Search code examples
gremlintinkerpopamazon-neptune

Gremlin query with variable edge depth without using Union


I'm trying to put together a Gremlin query that returns results for 1 to n depth of a certain edge type - without having to resort to using multiple queries stitched together with .union().

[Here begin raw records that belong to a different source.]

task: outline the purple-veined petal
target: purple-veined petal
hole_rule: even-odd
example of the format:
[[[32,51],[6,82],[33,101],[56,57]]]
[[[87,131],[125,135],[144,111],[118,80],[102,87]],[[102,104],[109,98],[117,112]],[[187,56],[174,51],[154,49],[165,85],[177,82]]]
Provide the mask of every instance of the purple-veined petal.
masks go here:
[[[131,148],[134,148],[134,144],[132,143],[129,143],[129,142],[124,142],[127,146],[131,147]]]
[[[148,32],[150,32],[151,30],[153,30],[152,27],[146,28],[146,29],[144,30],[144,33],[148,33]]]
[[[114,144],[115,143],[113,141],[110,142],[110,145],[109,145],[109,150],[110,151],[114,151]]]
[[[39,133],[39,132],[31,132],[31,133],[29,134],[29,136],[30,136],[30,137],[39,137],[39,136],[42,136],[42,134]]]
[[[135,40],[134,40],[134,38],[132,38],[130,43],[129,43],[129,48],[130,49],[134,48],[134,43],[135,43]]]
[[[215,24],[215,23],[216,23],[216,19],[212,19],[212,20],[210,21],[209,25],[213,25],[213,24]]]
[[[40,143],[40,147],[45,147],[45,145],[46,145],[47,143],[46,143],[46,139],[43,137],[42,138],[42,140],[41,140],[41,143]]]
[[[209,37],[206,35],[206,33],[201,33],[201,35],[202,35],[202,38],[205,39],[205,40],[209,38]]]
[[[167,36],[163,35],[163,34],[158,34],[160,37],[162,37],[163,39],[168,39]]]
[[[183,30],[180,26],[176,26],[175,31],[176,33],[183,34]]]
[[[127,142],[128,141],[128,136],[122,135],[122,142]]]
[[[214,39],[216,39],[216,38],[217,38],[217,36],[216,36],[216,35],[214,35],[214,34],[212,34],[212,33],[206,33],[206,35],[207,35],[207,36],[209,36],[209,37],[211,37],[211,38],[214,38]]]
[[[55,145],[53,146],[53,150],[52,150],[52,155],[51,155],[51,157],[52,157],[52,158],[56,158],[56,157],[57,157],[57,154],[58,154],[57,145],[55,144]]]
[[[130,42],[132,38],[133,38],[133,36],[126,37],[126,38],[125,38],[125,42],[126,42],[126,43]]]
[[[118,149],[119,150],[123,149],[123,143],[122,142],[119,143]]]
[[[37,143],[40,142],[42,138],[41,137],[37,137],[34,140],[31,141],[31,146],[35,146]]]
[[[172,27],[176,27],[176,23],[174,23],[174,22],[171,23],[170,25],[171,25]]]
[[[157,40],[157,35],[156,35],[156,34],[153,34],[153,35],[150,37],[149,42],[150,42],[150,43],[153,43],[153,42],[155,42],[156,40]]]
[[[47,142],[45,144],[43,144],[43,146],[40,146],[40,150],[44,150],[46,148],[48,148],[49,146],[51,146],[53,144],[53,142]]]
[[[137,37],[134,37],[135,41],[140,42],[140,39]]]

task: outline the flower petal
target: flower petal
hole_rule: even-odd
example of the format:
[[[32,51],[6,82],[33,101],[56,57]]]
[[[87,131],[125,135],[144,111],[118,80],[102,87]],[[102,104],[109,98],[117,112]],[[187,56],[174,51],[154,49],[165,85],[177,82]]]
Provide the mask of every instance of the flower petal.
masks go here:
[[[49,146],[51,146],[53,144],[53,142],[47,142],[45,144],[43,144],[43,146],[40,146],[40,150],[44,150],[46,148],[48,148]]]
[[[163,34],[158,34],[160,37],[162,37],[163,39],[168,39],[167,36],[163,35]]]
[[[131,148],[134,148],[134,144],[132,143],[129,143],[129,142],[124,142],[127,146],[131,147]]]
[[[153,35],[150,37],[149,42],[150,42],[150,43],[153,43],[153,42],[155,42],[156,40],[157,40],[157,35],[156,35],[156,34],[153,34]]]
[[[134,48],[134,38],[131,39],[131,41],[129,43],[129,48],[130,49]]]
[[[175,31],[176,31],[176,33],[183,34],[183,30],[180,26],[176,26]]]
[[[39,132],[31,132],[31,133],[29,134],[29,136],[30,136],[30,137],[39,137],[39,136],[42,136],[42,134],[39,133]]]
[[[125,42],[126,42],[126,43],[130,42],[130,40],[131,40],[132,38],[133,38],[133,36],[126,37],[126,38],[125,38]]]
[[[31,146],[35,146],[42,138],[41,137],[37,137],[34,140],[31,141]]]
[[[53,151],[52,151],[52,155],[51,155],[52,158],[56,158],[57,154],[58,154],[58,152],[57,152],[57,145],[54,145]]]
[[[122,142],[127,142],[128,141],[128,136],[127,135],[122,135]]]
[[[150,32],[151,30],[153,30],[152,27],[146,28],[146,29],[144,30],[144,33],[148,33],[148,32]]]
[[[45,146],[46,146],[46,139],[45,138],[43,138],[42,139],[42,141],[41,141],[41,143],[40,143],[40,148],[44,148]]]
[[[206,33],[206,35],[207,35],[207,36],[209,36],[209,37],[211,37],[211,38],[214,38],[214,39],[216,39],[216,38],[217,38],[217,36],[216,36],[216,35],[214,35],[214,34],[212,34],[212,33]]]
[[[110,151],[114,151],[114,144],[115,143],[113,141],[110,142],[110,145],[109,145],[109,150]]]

I have some test data that simulates the structure of sales offices and people that work in them, including who manages which offices and which offices "roll up" under the jurisdiction of which higher level offices. The following screen shot (from Neo4j, actually) shows a subset of the graph that I'm going to reference.

Graph of sample data

The graph can be created with the following:

g.
addV('Office').as('O_111').property('code','111').
addV('Office').as('O_356').property('code','356').
addV('Office').as('O_279').property('code','279').
addV('Office').as('O_KC5').property('code','KC5').
addE('MERGES_INTO').from('O_356').to('O_111').
addE('MERGES_INTO').from('O_279').to('O_356').
addE('MERGES_INTO').from('O_KC5').to('O_279').
addV('Person').as('Bob').property('name','Bob').
  addE('MANAGES').from('Bob').to('O_111').addE('WORKS_WITH').from('Bob').to('O_111').
addV('Person').as('Michael').property('name','Michael').addE('WORKS_WITH').from('Michael').to('O_111').
addV('Person').as('John').property('name','John').addE('WORKS_WITH').from('John').to('O_111').
addV('Person').as('Rich').property('name','Rich').addE('WORKS_WITH').from('Rich').to('O_111').
addV('Person').as('Matt').property('name','Matt').
  addE('WORKS_WITH').from('Matt').to('O_279').addE('MANAGES').from('Matt').to('O_279').
addV('Person').as('Judy').property('name','Judy').addE('WORKS_WITH').from('Judy').to('O_279').
addV('Person').as('Joe').property('name','Joe'). addE('WORKS_WITH').from('Joe').to('O_279').
addV('Person').as('Ben').property('name','Ben').addE('WORKS_WITH').from('Ben').to('O_279').
addV('Person').as('Ron').property('name','Ron').addE('WORKS_WITH').from('Ron').to('O_KC5').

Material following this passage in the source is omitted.